Asked what his message to Mr. Maduro was, Mr. Pompeo was blunt: “Fire up the plane.”
In a televised address on Tuesday, Mr. Maduro appeared with top military and civilian leaders and denied Mr. Pompeo’s assertion.
“Please,” he said. “It’s not being serious.”
The statements by the president and Mr. Pompeo reflected the administration’s frustration that the pressure on Mr. Maduro did not reach the turning point that some in the Trump administration expected it would. Mr. Guaidó traveled to a military base in Venezuela and called for a public uprising, urging the country’s military to join his effort, but by the end of the day that had not happened.
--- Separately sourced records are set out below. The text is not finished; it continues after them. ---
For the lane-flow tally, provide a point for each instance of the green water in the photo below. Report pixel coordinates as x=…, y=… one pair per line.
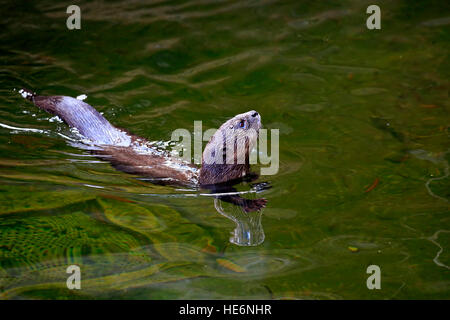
x=364, y=149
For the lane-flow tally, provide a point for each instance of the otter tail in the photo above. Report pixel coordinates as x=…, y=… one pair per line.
x=80, y=115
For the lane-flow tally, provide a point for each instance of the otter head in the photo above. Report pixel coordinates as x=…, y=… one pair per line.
x=226, y=156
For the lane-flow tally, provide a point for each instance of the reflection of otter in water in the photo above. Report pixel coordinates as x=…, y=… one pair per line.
x=136, y=155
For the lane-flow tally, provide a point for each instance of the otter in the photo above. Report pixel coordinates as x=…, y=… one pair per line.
x=136, y=155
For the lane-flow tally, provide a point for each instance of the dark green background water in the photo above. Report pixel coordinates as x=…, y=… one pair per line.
x=353, y=107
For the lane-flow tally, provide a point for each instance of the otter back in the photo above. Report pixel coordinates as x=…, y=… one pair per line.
x=88, y=121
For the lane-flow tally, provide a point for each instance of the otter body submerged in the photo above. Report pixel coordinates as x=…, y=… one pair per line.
x=136, y=155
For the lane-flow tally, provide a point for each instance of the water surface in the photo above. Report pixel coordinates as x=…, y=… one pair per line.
x=364, y=149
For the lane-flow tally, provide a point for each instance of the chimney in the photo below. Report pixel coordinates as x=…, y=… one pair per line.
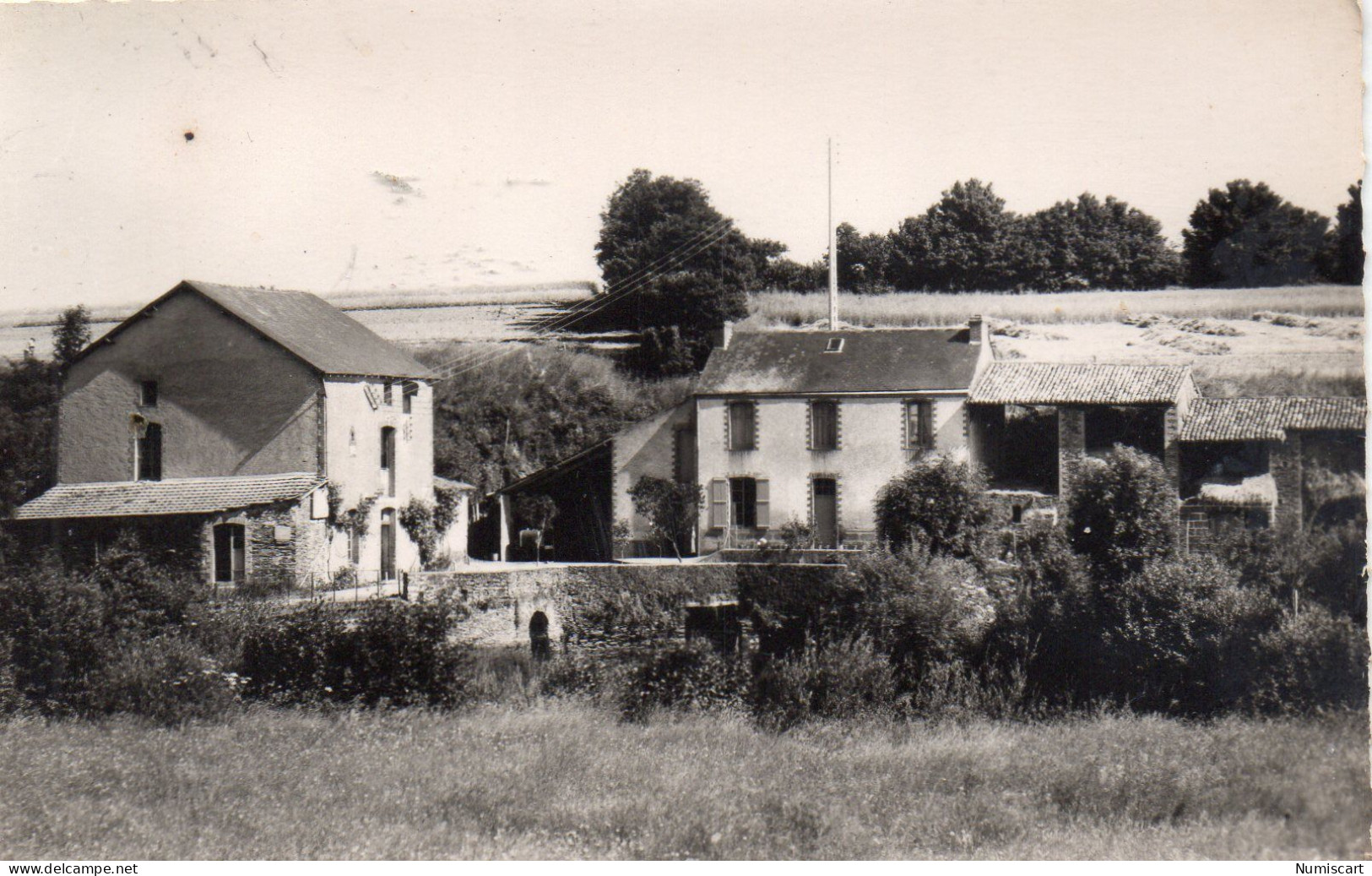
x=724, y=334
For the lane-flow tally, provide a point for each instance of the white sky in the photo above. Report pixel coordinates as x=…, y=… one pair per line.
x=513, y=122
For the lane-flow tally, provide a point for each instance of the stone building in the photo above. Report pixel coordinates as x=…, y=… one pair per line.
x=800, y=430
x=267, y=437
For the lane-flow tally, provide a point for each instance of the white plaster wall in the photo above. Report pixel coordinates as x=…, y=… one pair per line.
x=871, y=452
x=353, y=460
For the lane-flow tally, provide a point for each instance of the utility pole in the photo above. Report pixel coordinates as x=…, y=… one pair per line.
x=833, y=248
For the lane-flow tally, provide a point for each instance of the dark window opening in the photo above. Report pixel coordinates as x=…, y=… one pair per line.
x=742, y=426
x=149, y=454
x=1137, y=427
x=823, y=425
x=744, y=500
x=230, y=553
x=540, y=643
x=388, y=459
x=919, y=425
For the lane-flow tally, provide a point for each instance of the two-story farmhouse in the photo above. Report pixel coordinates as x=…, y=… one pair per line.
x=805, y=427
x=267, y=436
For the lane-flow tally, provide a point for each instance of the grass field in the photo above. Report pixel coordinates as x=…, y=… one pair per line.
x=567, y=781
x=939, y=309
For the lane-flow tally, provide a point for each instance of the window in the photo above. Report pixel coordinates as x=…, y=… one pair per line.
x=149, y=454
x=823, y=426
x=742, y=426
x=388, y=459
x=230, y=555
x=750, y=503
x=919, y=426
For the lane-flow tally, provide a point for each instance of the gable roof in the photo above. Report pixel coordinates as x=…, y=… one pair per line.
x=127, y=498
x=889, y=360
x=1269, y=417
x=306, y=326
x=1058, y=384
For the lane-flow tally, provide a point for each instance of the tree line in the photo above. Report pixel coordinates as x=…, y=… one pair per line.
x=675, y=267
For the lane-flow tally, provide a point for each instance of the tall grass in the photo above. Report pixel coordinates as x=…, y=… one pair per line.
x=775, y=307
x=567, y=781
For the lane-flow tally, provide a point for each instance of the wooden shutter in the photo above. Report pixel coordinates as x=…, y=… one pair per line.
x=718, y=503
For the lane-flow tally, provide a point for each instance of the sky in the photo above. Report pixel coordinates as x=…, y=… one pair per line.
x=366, y=144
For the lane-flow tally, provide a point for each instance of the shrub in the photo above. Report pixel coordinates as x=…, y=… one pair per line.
x=1181, y=634
x=1121, y=514
x=1310, y=661
x=843, y=680
x=921, y=608
x=691, y=677
x=168, y=680
x=937, y=504
x=388, y=654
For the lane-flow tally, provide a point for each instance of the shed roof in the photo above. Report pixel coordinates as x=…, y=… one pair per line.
x=127, y=498
x=309, y=327
x=870, y=362
x=1060, y=384
x=1269, y=417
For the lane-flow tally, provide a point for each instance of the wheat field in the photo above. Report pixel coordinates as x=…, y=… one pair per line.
x=568, y=781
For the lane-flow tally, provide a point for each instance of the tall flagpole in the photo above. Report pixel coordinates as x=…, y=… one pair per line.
x=833, y=246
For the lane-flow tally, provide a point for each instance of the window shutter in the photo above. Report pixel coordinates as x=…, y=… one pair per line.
x=718, y=503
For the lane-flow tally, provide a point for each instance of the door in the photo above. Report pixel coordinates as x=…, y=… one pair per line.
x=388, y=546
x=827, y=513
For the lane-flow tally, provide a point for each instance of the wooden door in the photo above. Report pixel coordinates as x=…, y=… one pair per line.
x=827, y=513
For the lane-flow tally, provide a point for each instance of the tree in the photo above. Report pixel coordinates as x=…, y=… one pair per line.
x=1093, y=243
x=671, y=258
x=72, y=334
x=1343, y=253
x=1247, y=235
x=537, y=511
x=670, y=509
x=862, y=260
x=1121, y=514
x=937, y=504
x=965, y=242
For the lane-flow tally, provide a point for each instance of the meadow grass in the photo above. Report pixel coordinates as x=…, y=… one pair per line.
x=568, y=781
x=773, y=307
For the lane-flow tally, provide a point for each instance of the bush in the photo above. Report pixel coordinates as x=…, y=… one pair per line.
x=1181, y=636
x=1121, y=514
x=936, y=504
x=919, y=608
x=1310, y=661
x=168, y=680
x=689, y=677
x=388, y=652
x=838, y=680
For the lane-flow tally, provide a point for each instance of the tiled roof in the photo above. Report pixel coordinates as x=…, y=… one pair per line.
x=1269, y=417
x=307, y=326
x=1055, y=384
x=870, y=362
x=124, y=498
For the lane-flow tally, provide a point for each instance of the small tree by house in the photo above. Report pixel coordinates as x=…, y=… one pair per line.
x=72, y=334
x=670, y=509
x=937, y=504
x=537, y=511
x=1121, y=514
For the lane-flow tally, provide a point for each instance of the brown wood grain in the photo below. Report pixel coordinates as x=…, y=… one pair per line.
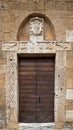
x=36, y=89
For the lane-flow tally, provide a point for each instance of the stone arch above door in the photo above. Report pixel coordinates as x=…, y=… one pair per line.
x=24, y=28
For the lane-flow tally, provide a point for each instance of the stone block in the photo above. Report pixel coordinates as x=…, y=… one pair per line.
x=70, y=59
x=69, y=78
x=69, y=115
x=69, y=35
x=69, y=104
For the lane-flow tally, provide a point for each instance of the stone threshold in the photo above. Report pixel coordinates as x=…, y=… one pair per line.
x=35, y=125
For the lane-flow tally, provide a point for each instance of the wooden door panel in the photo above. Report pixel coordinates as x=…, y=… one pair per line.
x=45, y=90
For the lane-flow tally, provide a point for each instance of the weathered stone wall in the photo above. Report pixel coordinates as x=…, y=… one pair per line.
x=12, y=14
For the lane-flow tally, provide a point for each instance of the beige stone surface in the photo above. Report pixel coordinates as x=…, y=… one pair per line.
x=14, y=14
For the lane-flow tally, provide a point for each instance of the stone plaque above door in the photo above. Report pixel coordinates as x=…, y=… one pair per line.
x=36, y=29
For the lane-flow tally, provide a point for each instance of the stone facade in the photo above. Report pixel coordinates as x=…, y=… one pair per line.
x=15, y=17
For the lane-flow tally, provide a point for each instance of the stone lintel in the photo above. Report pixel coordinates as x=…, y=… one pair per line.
x=41, y=47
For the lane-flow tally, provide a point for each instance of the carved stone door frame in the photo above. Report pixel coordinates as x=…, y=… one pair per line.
x=27, y=48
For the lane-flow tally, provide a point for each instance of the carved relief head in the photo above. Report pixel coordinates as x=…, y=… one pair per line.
x=36, y=26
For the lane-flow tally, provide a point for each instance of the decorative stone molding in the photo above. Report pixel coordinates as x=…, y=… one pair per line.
x=69, y=35
x=15, y=48
x=36, y=29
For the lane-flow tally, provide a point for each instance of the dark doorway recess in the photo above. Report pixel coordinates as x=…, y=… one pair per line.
x=36, y=89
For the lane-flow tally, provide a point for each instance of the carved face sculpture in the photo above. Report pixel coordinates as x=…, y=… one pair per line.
x=36, y=26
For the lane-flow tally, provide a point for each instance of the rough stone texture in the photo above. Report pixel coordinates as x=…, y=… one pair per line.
x=60, y=16
x=14, y=48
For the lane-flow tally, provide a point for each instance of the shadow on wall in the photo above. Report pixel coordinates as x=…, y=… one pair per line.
x=24, y=29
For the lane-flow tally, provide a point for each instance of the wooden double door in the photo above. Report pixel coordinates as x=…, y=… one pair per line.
x=36, y=89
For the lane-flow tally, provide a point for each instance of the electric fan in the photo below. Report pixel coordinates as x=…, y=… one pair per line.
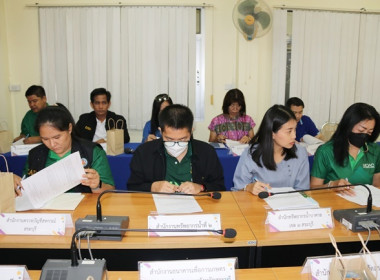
x=253, y=18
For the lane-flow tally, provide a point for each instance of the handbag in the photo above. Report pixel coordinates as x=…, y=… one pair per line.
x=7, y=197
x=348, y=267
x=115, y=138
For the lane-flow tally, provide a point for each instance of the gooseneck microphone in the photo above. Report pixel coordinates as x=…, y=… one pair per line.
x=213, y=195
x=115, y=223
x=350, y=218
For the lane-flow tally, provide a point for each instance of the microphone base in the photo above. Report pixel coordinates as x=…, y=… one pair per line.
x=114, y=223
x=62, y=269
x=351, y=218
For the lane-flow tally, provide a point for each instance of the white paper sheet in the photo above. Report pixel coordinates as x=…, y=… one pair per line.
x=65, y=201
x=172, y=204
x=52, y=181
x=236, y=147
x=290, y=200
x=361, y=195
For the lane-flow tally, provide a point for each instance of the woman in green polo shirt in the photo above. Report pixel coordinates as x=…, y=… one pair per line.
x=57, y=130
x=351, y=156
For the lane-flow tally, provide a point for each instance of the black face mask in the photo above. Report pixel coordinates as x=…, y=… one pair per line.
x=358, y=139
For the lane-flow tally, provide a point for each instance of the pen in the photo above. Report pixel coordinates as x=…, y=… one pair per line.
x=255, y=179
x=19, y=187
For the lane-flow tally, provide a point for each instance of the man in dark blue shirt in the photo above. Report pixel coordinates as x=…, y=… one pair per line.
x=304, y=123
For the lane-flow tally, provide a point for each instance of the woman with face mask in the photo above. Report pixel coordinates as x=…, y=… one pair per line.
x=56, y=127
x=351, y=156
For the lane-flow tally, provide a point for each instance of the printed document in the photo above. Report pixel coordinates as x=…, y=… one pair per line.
x=236, y=147
x=361, y=195
x=51, y=182
x=176, y=204
x=289, y=200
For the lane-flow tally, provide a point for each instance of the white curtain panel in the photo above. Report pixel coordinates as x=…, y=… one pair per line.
x=79, y=52
x=324, y=62
x=134, y=52
x=368, y=73
x=158, y=56
x=279, y=56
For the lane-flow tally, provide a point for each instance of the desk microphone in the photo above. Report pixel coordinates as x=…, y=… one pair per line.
x=96, y=269
x=350, y=218
x=115, y=223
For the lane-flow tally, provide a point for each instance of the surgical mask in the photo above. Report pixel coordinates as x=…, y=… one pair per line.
x=358, y=139
x=175, y=148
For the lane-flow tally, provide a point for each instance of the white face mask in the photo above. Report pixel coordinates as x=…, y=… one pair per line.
x=175, y=148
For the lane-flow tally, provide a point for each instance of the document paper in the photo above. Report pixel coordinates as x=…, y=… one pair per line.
x=51, y=182
x=361, y=195
x=290, y=200
x=175, y=204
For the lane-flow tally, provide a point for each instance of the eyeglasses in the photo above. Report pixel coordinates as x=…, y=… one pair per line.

In a meeting with reporters in the White House driveway, John R. Bolton, the president’s national security adviser, called out three senior Venezuelan officials who he said could play a critical role in turning the tide against Mr. Maduro. He named the defense minister, Vladimir Padrino López, as well as the chief judge of the Supreme Court, and the commander of the presidential guard, all of whom Mr. Bolton said have expressed support for the opposition in the past.
Mr. Bolton said that the administration believed the Cubans “have played a very significant role in propping Maduro up today.”
President Miguel Díaz-Canel of Cuba, who is an ally of Mr. Maduro’s, responded that the effort to topple the Maduro government was a “coup movement that aims to fill the country with violence.”